After a a three day sail from Nuku Hiva, we arrived at our first atoll in the Tuamotus, Kauehi. We anchored in 3 meters of crystal clear water, that is like gin and tonic. Super clear, with black tip reef sharks, beautiful bommies (coral heads), parrot fish and a plethora of other fish I have yet to see. The silence is serene, broken only by the passing squawks of see birds.
|drone shot of our anchorage|
|black tip reef sharks off our stern|
|the long beach|
|the "sand" is tiny white shells|
|Element from the beach|
|the bon fire|
|chilling in the Manado hammock|
|one of the many hermit crabs|
|adding to the fire|
|sunset at the beach during the bonfire|
|the coconut crab that Manuel caught|
|a view of some of the homes|
|Element at anchor|
|a pile of coconut husks|
|the town church|
|these are used for pearl farming - they are used to capture the oyster young and allow them to grow|
|a great way to reuse an engine cover|
|chilling in the heat|
Once we were finished, we went over and tied up to the restaurant dock so that we could talk to the dive shop about diving. Originally, I was not planning to dive because my last dive scared me. Mark, the dive instructor sold me though, and Naddia, Manuel and I were booked for the following day at 16:00. That is when slack tide would turn to a flood tide, the best time to see the sharks in the pass.
|black tips in the shallow pool waiting to be fed|
|black tips hanging out|
|black tips from above|
|a local pig munching on a coconut|
|a vine covered tree|
|ready to explore|
|can you spot the purple coral|
|a great way to use some extra coconut husks|
|a tree reclaiming an old hut|
After leaving the south pass, we headed north and arrived into Rotoava. Once we were anchored we headed to land and walked around. It was getting close to dinnertime. We were having trouble finding a place to eat. It seemed like everything was closed (we found out later that most places had run out of food to serve and were awaiting the supply ship that was scheduled the next day). We eventually stopped at a fancy hotel, Havaiki Lodge for a drink before locating a food truck that served French cuisine. The atmosphere was lovely, there were several tables (which were all full as this was the only place open).
|view at the end of the dock at the Havaiki Lodge|
|french cuisine out of a van|
- pearl farming started in Fakarava 1958.
- The first pearls were harvested 1960.
- It takes 2 years to grow a pearl.
- The nucleus of the pearls are from a mussel shell that is imported from the Mississippi River. It is shipped to Japan where they make the different nucleus sizes.
- The black plastic bunches are placed on the west side of the atoll to grab the plankton and start to grow the oysters.
- The new oysters are gathered and brought to grow for 2 years in plastic bins protecting them from turtles, Manta rays and a type of grouper.
- Every 3 months the shells are cleaned of eggs growing.
- To implant the nucleus they take 20 shells at a time. One ouster is sacrificed to make 19 pearls.
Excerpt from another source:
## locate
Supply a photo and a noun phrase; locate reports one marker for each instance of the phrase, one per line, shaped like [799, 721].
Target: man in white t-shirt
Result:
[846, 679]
- The outer black lips are used for the graph. They put a piece of the lips with the nucleus and place it in the stomach to grow.
|shell cuts, naked nuclei, pearls, and a cut pearl|
|The pearls that Paige, Jordan, and I acquired.|
|These were the pearls after shining.|
|jewelry being sold|
|new pearl earrings|
This was such a lovely stop. It is a false pass that has been equipped with several mooring balls. Another recommended stop! Gaston and Valentine live here. They are a lovely couple that really enjoy interacting with cruisers.
|Napolean fish aka hump headed wrasse|
The following day we headed further down. We hit a big squall which required all adults on deck to navigate through pearl buoys and watch for coral heads. We managed to squeeze in a shower as well. That's how much water was falling from the sky.
Upon arrival to the anchorage, we were hailed by a fellow cruiser who directed us around some coral heads. Apataki has a haul out facility (Apataki Carenage). It looks like a precarious haul out area however, many boats were hauled here. It is pretty remote but if you have an emergency, this is a possible solution.
The atoll itself is beautiful. There are two nurse sharks that are residents. They are regularly fed by a local. One allows people to pet it. It was an awesome experience!
|Manuel (sv Anima) and Shaun|
|Paige in her Element|
|Jordan enjoying her creation|
Michel builds fish traps near his motu, and he then sells the fish to local restaurants and fish markets. We happened to visit when the traps were full. Michel took us out to see the many fish that would be sold. There were large Napoleon fish, Goat, Parrot, Bar Jack, Snapper, Mullet, Seabream and many others. We were lucky to be able to see them before the boat from the village arrived to empty the trap. In order to have a fish trap in the Tuamotus, you must ask permission, and pay an annual fee. Not everyone is allowed to build fish traps.
After seeing the fish, we were taken to the rock of Apataki. A sacred rock in the shape of a bird. The locals believe, if a lei is placed over the birds beak, it will bring luck for fishing. In past times they would perform this ritual, to have luck in turtle hunting. The practice of hunting for turtles is now forbidden.
|the rock of Apataki|
|a small watermelon growing in one of Michel's gardens|
|Element anchored near the motu Rua Vahine|
We anchored very close to a lovely resort called the Kia Ora. This was our view from the boat.
It was a wonderful time at our final atoll before making our way to the Society Islands.